9.2. Data harvesting: extracting metadata from the web#

How does UnHIDE harvested data?

Data harvesting and mining for the knowledge graph is done by Harvester classes. For each interface a specific Harvester class should be implemented. All Harvester classes should inherit from existing Harvesters or the BaseHarvester, which currently specifies that:

  1. Each harvester needs a run method

  2. Can read from the config.yml

  3. Reads from a <harvesterclass>.last_run file the time the harvester was last run

Implemented harvester classes include:

Name (Cli)

Class Name

Interface

Comment

sitemap

SitemapHarvester

sitemaps

Selecting record links from the sitemap requires expression matching. Relies on the advertools lib.

oai

OAIHarvester

OAI-PMH

Relies on the oai lib. For the library providers, dublin core is converted to schema.org

git

GitHarvester

Git, Gitlab/Github API

Relies on codemetapy and codemeta-harvester as well as gitlab/github APIs.

datacite

DataciteHarvester

REST API & GraphQL endpoint

schema.org extracted through content negotiation.

feed

FeedHarvester

RSS & Atom Feeds

Relies on the atoma library, and also only works if on the landing pages schema.org metadata can be extracted. Can only get recent data, useful for event metadata.

indico

IndicoHarvester

Indico REST API

Directly extracts schema.org metadata through API, requires an access token

Json-ld metadata from landing pages of records is extracted via the extruct library, if it cannot be directly retrieved through some standardized interface.

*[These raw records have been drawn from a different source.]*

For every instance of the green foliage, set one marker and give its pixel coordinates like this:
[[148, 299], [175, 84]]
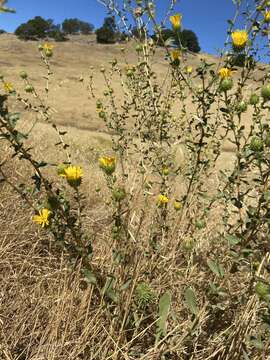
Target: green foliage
[[190, 40], [145, 295], [163, 312], [39, 28], [107, 34], [191, 302], [182, 39], [75, 26]]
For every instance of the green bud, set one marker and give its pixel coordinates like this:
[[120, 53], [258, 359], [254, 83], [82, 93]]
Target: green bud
[[254, 99], [265, 92], [23, 75], [241, 106], [226, 84], [188, 244], [200, 224], [267, 140], [119, 194], [256, 144]]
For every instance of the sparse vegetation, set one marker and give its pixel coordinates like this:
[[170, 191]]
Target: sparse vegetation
[[148, 244]]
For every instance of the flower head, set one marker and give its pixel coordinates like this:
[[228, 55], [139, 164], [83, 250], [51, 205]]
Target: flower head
[[162, 200], [177, 205], [225, 73], [176, 55], [176, 21], [43, 217], [239, 39], [108, 164], [189, 69], [73, 174], [266, 16], [8, 87]]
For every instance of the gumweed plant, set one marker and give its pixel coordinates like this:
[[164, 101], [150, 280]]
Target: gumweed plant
[[187, 234]]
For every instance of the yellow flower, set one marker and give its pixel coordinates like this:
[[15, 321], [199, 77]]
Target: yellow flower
[[162, 200], [176, 55], [108, 164], [225, 73], [267, 16], [43, 217], [177, 205], [8, 87], [48, 49], [176, 21], [189, 69], [73, 174], [239, 38]]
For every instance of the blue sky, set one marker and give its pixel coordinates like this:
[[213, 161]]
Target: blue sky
[[208, 18]]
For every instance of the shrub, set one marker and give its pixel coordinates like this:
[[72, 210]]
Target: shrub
[[75, 26], [107, 34], [174, 251], [188, 39], [34, 29], [71, 26]]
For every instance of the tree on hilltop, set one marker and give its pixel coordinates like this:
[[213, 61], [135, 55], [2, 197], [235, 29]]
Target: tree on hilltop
[[107, 34], [76, 26], [39, 28]]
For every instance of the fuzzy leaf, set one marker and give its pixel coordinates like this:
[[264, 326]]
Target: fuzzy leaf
[[164, 310], [191, 301]]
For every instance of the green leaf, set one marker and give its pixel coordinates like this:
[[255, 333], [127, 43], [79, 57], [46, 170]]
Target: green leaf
[[89, 276], [13, 119], [232, 239], [108, 289], [164, 310], [191, 301], [216, 268]]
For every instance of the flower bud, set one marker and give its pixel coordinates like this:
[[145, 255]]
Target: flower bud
[[23, 75], [254, 99], [265, 92], [226, 84], [256, 144], [241, 107]]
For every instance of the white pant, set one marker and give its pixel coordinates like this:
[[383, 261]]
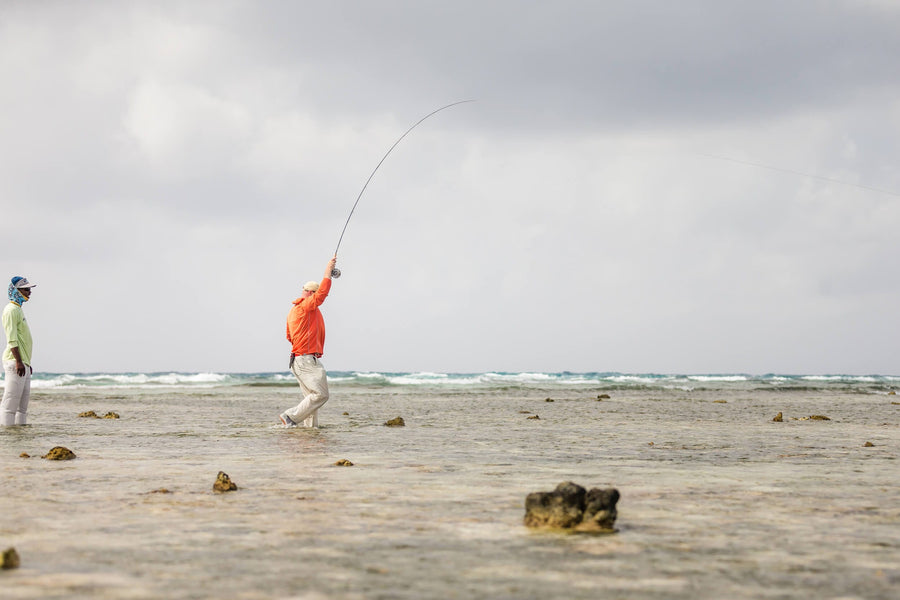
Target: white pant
[[16, 393], [310, 374]]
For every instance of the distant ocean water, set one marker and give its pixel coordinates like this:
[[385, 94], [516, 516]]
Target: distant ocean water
[[717, 499], [479, 381]]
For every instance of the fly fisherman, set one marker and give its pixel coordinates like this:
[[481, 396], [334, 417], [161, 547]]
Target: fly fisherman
[[17, 356], [306, 333]]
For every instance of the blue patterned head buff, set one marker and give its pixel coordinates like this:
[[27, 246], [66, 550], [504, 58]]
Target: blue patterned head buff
[[13, 292]]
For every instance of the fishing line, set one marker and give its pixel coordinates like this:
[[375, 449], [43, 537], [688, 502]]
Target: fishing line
[[802, 174], [337, 272]]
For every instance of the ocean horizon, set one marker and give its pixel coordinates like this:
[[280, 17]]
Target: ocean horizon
[[732, 486], [870, 383]]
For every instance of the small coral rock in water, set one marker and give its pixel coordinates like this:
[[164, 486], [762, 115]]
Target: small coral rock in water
[[9, 559], [570, 506], [223, 483], [59, 453]]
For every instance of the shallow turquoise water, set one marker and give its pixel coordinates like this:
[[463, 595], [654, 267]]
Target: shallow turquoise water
[[717, 500]]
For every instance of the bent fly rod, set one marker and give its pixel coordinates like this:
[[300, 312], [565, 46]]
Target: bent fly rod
[[337, 272]]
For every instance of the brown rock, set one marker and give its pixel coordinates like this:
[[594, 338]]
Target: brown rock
[[570, 506], [223, 483], [59, 453], [9, 559]]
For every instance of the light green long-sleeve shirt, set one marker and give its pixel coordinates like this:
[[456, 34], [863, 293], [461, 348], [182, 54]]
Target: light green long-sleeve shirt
[[18, 335]]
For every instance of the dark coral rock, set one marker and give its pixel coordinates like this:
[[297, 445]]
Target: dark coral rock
[[223, 483], [570, 506], [59, 453], [9, 559]]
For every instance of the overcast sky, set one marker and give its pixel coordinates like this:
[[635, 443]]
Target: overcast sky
[[640, 186]]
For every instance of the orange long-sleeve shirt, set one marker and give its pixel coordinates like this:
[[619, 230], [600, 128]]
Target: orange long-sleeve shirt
[[305, 325]]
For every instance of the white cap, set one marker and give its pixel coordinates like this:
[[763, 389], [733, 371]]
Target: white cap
[[21, 282]]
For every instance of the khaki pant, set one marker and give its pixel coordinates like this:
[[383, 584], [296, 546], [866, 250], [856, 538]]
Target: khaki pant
[[16, 393], [310, 374]]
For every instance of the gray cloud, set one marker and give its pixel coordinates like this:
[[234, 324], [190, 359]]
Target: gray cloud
[[199, 159]]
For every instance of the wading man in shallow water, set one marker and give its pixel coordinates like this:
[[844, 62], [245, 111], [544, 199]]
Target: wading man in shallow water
[[17, 356], [306, 333]]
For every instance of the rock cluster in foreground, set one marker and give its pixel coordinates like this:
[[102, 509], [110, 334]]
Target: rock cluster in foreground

All harvesters are exposed on the hmc-unhide commandline interface. They store the extracted metadata per default in the internal data model LinkedDataObject. Which has a serialization with some provenance information, original source data and uplifted data and provides method for validation.

In a single central yaml configuration file called config.yml, specifies for each harvester class the sources to harvest and harvester or source specific configuration.